Lovers and Boyfriends
by Michelle Harris
I met the Green Beret in an airport. I was on my way to visit girlfriend #2 who, at the time, lived in Florida and I had a delayed layover. He had a layover on his way home from a year-long mission in Haiti to keep the peace during Aristide’s return to power. This is how we found each other. How we met.
We had long weekends and telephone calls but not much else until I planned a backpacking trip through Europe. It would start in Paris and end in Nice and in the middle it would bow out in a wonky circle that netted four more countries and numerous cities. As I described the ever malleable itinerary he informed me that he was leaving for an assignment in sub-Saharan Africa. He would be gone eleven weeks and his return date may or may not have him home in time to depart for France. Then he held me close.
Eleven weeks is 3.66666 months. It is more than a season. More than a quarter of a year. Almost twice the gestation period of a kangaroo. Even more time than it took Kim Basinger to get wise to Mickey Rourke’s (sexy, but still) bullshit.
I got a card while he was away with a pathetic little message that went something like: Hoping you are well. Kind regards, the Green Beret.
Seriously?
Then he changed his first stop upon arriving back in the country from my city to his mother’s.
By the time I telephoned a friend from a phone booth in Paris, it was to inform her that I had the ick. He stood on the other side of the glass not entirely oblivious.
It takes something like traveling together through Europe to cure the ick because the ick is usually terminal.
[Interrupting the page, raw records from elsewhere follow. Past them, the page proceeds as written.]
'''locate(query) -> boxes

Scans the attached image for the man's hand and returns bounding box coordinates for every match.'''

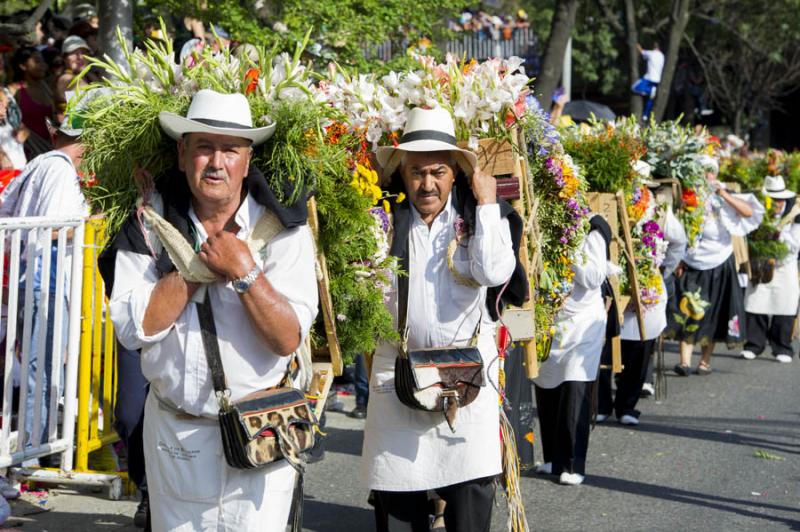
[472,168,497,205]
[199,231,255,281]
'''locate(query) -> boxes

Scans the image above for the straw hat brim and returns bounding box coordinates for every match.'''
[375,139,478,177]
[158,111,275,145]
[761,189,797,199]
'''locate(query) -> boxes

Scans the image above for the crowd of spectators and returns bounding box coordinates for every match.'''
[448,9,530,40]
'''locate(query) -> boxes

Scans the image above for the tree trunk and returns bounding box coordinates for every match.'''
[97,0,133,64]
[653,0,691,122]
[625,0,643,120]
[535,0,581,111]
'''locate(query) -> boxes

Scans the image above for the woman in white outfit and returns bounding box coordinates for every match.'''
[533,215,611,485]
[742,176,800,363]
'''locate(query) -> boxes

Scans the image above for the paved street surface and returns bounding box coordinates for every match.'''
[9,342,800,532]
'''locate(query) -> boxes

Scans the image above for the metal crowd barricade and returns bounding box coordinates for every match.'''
[5,218,127,499]
[0,217,84,470]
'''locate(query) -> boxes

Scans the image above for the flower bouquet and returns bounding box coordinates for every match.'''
[70,22,396,364]
[641,121,713,247]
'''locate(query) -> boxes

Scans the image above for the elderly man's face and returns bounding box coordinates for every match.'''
[400,151,456,219]
[178,133,252,206]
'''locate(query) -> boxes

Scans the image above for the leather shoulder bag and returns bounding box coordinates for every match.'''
[197,293,317,475]
[394,246,485,432]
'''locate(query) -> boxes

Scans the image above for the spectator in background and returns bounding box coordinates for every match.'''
[0,110,89,456]
[12,46,55,158]
[631,42,664,120]
[69,20,100,55]
[0,84,28,170]
[55,35,90,117]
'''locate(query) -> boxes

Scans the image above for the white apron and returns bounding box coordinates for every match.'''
[144,391,296,532]
[361,330,502,491]
[533,300,608,389]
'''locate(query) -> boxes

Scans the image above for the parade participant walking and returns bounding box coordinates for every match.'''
[597,172,687,425]
[742,176,800,363]
[104,90,317,531]
[362,108,525,532]
[533,215,616,485]
[667,155,764,377]
[631,42,664,120]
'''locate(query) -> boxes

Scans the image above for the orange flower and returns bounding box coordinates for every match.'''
[244,67,261,95]
[681,188,698,208]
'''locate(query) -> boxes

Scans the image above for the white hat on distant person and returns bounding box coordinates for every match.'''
[761,175,797,199]
[158,89,275,144]
[376,107,478,176]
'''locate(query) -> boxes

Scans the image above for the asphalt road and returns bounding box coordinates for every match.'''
[10,342,800,532]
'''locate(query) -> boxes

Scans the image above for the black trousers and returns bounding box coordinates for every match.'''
[597,340,656,419]
[373,477,497,532]
[536,381,594,475]
[114,344,149,494]
[744,312,794,356]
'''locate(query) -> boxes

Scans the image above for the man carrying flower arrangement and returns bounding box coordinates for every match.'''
[101,90,317,531]
[742,176,800,363]
[666,154,764,377]
[362,108,527,532]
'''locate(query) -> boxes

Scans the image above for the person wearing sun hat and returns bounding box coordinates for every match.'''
[362,107,527,532]
[665,154,764,377]
[100,90,318,532]
[741,176,800,363]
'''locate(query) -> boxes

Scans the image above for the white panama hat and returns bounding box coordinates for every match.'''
[158,89,275,145]
[761,175,797,199]
[376,107,478,177]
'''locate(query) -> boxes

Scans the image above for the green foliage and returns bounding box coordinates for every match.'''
[564,125,644,193]
[747,220,789,262]
[719,156,767,190]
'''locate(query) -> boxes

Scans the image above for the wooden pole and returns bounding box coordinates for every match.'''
[617,191,647,341]
[308,198,344,377]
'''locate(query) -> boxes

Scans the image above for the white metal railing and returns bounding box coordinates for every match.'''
[364,28,539,61]
[0,217,84,471]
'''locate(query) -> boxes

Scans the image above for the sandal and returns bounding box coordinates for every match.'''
[695,363,712,376]
[673,364,692,377]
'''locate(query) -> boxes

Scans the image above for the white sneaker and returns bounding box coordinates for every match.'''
[558,471,583,486]
[0,476,20,499]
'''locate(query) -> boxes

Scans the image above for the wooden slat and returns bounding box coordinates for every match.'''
[308,198,344,376]
[617,191,647,341]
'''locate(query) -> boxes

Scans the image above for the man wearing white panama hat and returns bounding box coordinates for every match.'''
[742,176,800,363]
[362,108,527,532]
[101,90,317,532]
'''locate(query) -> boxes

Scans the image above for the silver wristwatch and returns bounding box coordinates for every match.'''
[231,264,261,294]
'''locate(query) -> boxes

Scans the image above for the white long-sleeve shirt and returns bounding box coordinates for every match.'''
[684,194,764,270]
[620,208,687,342]
[362,190,516,491]
[533,231,610,389]
[109,195,318,418]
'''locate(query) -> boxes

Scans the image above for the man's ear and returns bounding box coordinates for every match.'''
[178,138,186,172]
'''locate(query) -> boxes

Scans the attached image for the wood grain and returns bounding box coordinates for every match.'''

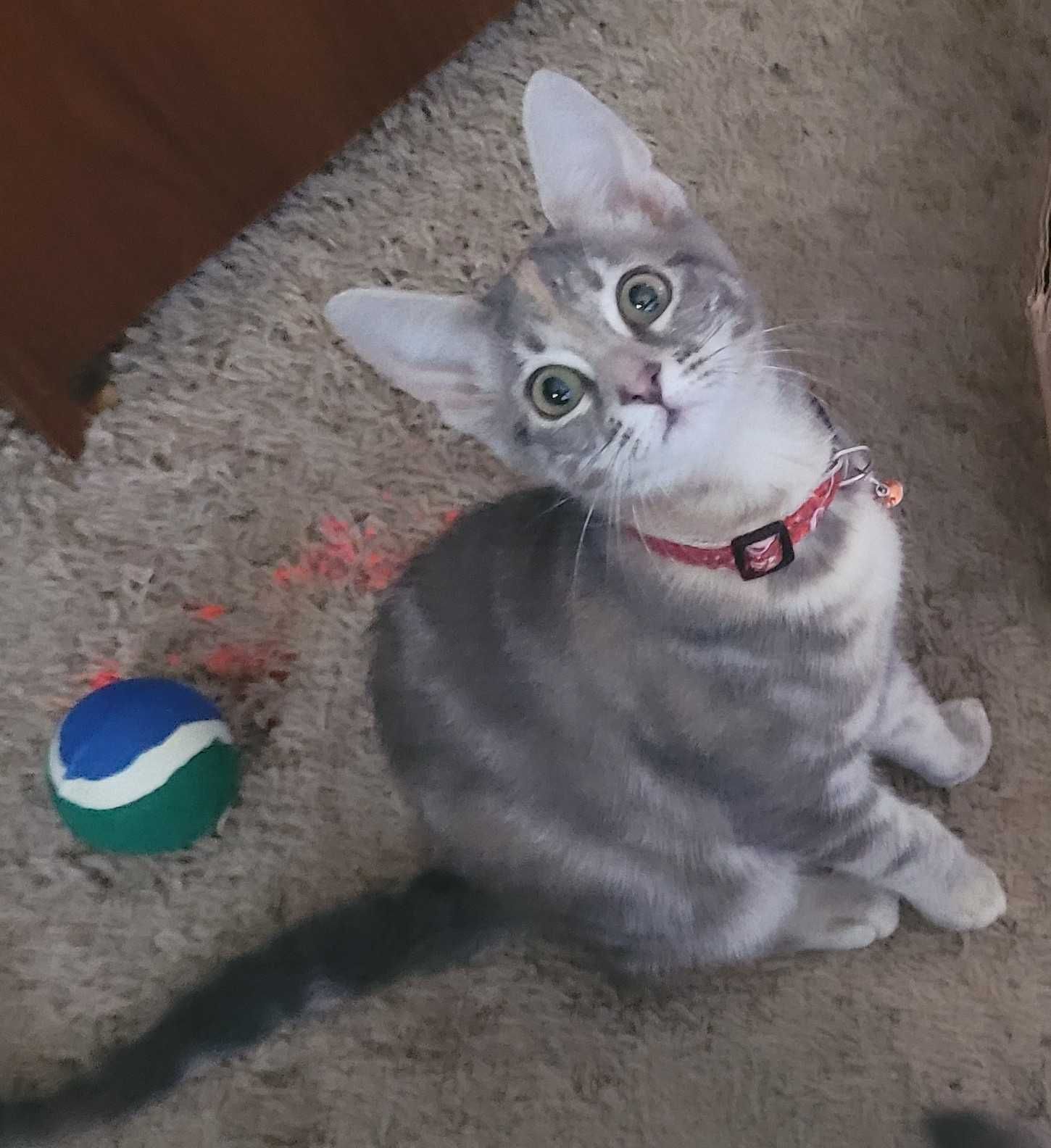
[0,0,511,454]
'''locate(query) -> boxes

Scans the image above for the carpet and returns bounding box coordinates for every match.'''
[0,0,1051,1148]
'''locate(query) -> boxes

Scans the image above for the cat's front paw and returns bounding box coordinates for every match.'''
[939,698,992,785]
[912,853,1008,932]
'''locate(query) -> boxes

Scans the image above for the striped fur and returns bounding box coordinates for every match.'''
[0,73,1004,1144]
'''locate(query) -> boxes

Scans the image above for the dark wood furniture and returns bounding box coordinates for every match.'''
[0,0,511,456]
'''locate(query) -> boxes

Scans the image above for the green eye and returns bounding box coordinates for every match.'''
[617,267,672,328]
[526,365,583,419]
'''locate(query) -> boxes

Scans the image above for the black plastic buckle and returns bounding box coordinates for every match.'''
[729,521,796,582]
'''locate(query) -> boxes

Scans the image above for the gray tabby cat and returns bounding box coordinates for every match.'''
[0,72,1004,1142]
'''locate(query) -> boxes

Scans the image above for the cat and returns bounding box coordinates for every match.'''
[0,71,1005,1144]
[927,1110,1051,1148]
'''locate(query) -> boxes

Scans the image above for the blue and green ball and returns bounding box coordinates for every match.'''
[47,678,239,853]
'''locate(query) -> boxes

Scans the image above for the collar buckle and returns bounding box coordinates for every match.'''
[729,519,796,582]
I guess that could go the other way, too, which would ruin any trip beyond measure.
An example of peevishness, selfishness, neediness and the want to possess someone can be found in the following: I felt angry when I heard the excitement in his voice when he spoke of his upcoming assignment in Africa. After he was gone I wanted him to be miserable wanting me. I wanted him to rush to me with the fury of insatiable love (and, admittedly, lust) immediately upon his return.
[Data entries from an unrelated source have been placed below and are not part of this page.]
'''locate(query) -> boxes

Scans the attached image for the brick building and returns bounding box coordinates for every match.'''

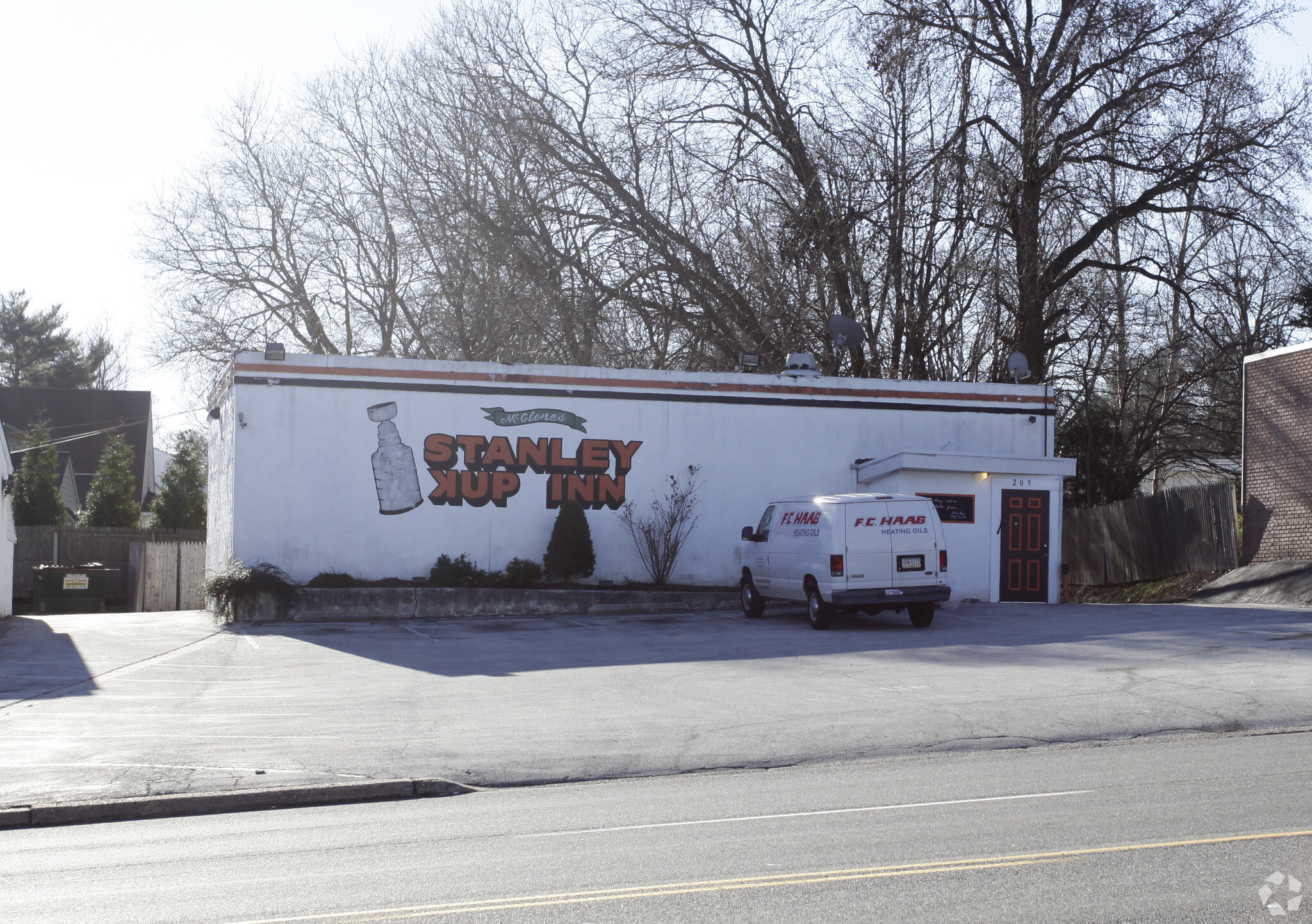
[1240,343,1312,563]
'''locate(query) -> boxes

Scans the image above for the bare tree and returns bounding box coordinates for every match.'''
[871,0,1307,379]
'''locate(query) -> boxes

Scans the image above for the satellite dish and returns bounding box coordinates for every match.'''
[829,314,866,348]
[1006,350,1030,385]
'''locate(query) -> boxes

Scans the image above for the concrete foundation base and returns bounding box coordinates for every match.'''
[235,587,739,622]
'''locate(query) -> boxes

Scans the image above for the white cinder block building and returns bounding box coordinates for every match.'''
[209,353,1074,601]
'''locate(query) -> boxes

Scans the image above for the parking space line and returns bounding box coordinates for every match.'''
[520,789,1093,838]
[0,763,368,780]
[5,735,341,743]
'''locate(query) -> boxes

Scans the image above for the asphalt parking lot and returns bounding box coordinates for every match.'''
[0,604,1312,805]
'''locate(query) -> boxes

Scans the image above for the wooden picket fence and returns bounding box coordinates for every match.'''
[1062,481,1238,585]
[13,526,204,608]
[127,541,204,613]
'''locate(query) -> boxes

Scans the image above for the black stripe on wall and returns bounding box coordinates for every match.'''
[232,375,1056,417]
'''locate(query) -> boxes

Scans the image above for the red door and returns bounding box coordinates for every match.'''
[999,490,1049,603]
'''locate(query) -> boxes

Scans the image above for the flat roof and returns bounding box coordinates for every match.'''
[219,352,1055,416]
[1244,341,1312,366]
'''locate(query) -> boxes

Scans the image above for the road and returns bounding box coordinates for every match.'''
[0,733,1312,924]
[0,604,1312,805]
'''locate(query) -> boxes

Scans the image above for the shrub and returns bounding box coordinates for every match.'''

I moved to Miami, to the beach, and we made plans for the Green Beret to move down the following year when his time in the Army was up. Not long after he arrived we moved to the Grove and got two dogs. We worked every weekend on the house. We built a gazebo, expanded the patio, built a wall around an enormous banyan tree with coral rock, put lights in hidden places behind palm fronds, had dinner parties, watched our puppies grow, talked indirectly about how all children should learn Spanish and that having a Spanish speaking nanny would be the best way for Emma (that would be her name) to learn it.
Eleven years later, on the day the Green Beret was to be married (to someone else), my mobile phone began ringing at about six a.m. but I did not hear it. I did not even get out of bed until after noon as I was with RDJ (he looked very much like Robert Downey Jr.) and I had no desire to get up. By the time the Green Beret and I spoke he had been drinking wedding champagne for a 1 ½ days. Unfortunately, the wedding had been called off rather last minute so there was plenty of it to drink. His story is not mine to tell so I will say only that his fiancé, having bought a house and planned a wedding with him, started having an affair with someone else and then, days before the wedding, she backed out.
At first, I was modestly flattered that during such a time he would think to call me. About an hour into the call I changed my mind. Let me be clear: I did not ever plan a wedding with him, make a big financial commitment with him, have a tacit sexual affair with someone else while with him, nor did I leave him at The Alter. But his question to me was this: you deserted me and she deserted me so you are the only person who might be able to tell me why she did this.